Sara E. Gold is a member of the clinical law faculty at the University of Maryland Francis King Carey School of Law, where she co-directs the HIV Legal Clinic, a medical-legal partnership between the legal clinic and the HIV medical clinics on the University of Maryland, Baltimore campus. Sara teaches and supervises law students providing pro bono representation to low-income clients living with HIV in a range of matters from family law to Social Security disability benefits to life planning. Sara serves on the steering committees of the Family Informed Trauma Treatment (FITT) Center and the inter-professional Preparing the Future (PTF) Program at the University of Maryland, Baltimore, and is a member of the Baltimore City HIV Planning Group and Baltimore City HIV/AIDS Commission.

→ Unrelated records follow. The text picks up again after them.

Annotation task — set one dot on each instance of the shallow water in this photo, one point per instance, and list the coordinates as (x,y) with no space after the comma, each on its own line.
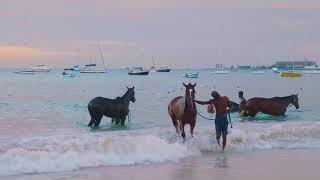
(43,123)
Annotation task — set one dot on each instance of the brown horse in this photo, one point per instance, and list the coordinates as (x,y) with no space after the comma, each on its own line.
(183,110)
(276,106)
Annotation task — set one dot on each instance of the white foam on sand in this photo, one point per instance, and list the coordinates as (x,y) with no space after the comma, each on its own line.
(70,152)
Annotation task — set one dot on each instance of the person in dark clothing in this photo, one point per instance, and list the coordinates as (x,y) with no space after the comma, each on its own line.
(242,104)
(222,105)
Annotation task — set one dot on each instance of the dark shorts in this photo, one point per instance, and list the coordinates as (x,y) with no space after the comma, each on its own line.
(221,125)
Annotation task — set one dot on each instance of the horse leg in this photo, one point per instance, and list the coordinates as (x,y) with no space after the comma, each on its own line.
(183,134)
(92,115)
(192,125)
(98,120)
(175,123)
(117,120)
(123,120)
(91,122)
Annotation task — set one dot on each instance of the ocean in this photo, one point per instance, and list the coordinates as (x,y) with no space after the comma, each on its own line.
(44,133)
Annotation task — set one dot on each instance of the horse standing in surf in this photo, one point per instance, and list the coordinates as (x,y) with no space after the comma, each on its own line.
(183,110)
(276,106)
(117,109)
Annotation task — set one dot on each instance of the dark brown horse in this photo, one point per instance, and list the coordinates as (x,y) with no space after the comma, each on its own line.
(183,110)
(276,106)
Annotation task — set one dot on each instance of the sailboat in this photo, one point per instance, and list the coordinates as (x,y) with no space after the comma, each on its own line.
(92,67)
(74,71)
(159,69)
(291,73)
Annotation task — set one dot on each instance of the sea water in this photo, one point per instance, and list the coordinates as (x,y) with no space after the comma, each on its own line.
(44,117)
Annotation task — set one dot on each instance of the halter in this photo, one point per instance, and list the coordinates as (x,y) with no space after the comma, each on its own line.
(190,91)
(294,101)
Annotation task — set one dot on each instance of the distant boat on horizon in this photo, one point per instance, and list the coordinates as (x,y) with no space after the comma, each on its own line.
(159,69)
(138,72)
(290,74)
(219,72)
(257,72)
(191,75)
(92,67)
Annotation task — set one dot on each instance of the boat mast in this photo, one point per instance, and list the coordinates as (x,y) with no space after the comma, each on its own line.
(101,56)
(78,55)
(89,55)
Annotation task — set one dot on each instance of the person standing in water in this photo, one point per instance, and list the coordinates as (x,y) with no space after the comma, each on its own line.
(242,104)
(222,106)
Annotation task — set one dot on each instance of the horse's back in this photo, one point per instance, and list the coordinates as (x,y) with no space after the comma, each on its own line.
(265,105)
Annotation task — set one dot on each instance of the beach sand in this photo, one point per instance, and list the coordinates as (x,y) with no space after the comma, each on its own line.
(262,165)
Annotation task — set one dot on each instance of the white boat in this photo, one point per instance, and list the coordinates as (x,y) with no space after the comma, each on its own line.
(191,75)
(92,68)
(275,70)
(311,72)
(24,72)
(309,68)
(219,72)
(257,72)
(39,68)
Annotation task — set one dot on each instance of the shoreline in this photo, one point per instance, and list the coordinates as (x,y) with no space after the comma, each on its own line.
(293,164)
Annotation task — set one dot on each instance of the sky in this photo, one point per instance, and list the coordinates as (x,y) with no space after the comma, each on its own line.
(176,33)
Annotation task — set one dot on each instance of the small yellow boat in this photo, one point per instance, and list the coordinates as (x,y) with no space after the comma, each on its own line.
(290,74)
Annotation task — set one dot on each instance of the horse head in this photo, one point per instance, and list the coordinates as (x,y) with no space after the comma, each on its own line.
(190,91)
(131,93)
(295,100)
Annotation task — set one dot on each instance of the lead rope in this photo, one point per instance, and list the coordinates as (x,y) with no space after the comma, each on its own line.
(129,117)
(211,119)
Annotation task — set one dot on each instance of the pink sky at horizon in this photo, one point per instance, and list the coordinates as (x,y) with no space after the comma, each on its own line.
(178,33)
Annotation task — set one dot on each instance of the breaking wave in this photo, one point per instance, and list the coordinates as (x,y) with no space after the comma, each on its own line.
(70,152)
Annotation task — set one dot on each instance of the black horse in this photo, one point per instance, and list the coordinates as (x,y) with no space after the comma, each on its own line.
(234,107)
(117,109)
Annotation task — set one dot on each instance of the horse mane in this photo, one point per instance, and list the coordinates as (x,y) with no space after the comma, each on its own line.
(281,98)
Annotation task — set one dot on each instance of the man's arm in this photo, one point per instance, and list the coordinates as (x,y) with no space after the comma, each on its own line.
(229,104)
(203,102)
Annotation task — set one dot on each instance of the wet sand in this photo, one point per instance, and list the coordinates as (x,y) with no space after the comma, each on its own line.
(263,165)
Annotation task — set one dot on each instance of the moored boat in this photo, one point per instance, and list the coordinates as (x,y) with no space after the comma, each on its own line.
(219,72)
(257,72)
(138,72)
(290,74)
(192,75)
(163,69)
(24,72)
(91,68)
(312,72)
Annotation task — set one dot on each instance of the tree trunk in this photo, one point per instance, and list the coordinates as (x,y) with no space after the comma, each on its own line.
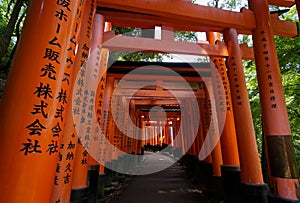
(4,43)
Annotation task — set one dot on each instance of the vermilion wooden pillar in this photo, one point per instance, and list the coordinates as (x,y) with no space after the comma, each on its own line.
(213,135)
(35,99)
(205,120)
(80,174)
(224,108)
(231,165)
(284,178)
(251,174)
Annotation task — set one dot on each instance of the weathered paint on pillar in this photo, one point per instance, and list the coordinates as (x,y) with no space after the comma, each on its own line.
(35,99)
(107,118)
(80,170)
(64,170)
(280,153)
(205,120)
(249,159)
(214,130)
(224,107)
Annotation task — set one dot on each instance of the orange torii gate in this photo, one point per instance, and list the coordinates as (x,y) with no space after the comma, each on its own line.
(38,91)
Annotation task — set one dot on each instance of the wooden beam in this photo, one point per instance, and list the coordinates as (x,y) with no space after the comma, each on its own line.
(156,93)
(154,77)
(133,44)
(186,11)
(156,102)
(199,18)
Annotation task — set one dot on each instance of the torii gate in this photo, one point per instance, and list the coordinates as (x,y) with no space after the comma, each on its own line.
(55,42)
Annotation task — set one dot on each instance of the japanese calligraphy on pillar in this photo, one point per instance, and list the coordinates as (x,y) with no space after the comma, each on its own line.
(44,90)
(236,92)
(221,67)
(268,69)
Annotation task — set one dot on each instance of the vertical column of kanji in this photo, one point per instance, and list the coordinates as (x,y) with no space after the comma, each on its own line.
(132,131)
(140,135)
(125,133)
(249,160)
(107,119)
(280,153)
(166,133)
(99,108)
(117,136)
(92,129)
(80,168)
(30,127)
(62,182)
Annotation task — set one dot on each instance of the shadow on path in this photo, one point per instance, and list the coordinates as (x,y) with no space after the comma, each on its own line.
(166,186)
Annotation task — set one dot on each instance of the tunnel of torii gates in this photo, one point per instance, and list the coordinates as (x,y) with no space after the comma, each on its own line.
(61,81)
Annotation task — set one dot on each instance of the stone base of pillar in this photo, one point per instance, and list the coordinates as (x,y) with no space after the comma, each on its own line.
(93,174)
(206,172)
(254,193)
(79,195)
(275,199)
(101,185)
(215,187)
(231,180)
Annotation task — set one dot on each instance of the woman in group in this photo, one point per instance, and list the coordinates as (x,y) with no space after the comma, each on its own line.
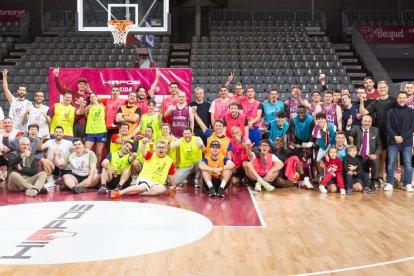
(152,119)
(95,126)
(168,138)
(83,165)
(7,133)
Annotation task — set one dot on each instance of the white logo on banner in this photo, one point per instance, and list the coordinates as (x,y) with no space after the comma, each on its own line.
(83,231)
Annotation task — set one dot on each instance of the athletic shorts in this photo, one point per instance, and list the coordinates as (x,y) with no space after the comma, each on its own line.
(96,138)
(148,183)
(321,154)
(68,138)
(239,172)
(80,178)
(115,181)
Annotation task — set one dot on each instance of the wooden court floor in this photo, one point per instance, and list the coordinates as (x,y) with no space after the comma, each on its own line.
(305,232)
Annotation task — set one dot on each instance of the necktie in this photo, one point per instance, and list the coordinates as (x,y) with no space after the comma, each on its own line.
(364,144)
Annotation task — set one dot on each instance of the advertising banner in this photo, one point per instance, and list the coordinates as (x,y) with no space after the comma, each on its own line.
(387,34)
(11,14)
(101,80)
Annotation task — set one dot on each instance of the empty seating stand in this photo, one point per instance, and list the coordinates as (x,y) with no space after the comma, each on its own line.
(265,55)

Sara received a Bachelor of Arts degree from the University of Michigan in 1991, and a Juris Doctor degree from the University of Pennsylvania in 1994. Prior to joining the faculty at the University of Maryland in 2011, Sara was Pro Bono Manager at the law firm of Howrey LLP in Washington, D.C., where she supervised attorneys representing low-income clients in family law, social security, asylum, and domestic violence matters. From 2008-2009, she was a Visiting Professor in the Domestic Violence Clinic at Georgetown University Law Center where she taught and supervised law students representing low-income victims of family abuse in D.C. Superior Court. She joined the faculty at Georgetown after ten years practicing in the field of child welfare where she represented the D.C. government and the Child and Family Services Agency in child abuse and neglect cases in D.C. Superior Court. Sara served as Acting Deputy of the Family Services Division of the D.C. Office of the Attorney General, where she oversaw the management and operation of the Domestic Violence and Child Protection Sections.
Sara teaches the importance of trauma-informed lawyering and recently wrote an article entitled, Trauma; What Lurks Beneath the Surface that will appear in the Clinical Law Review (Spring 2018).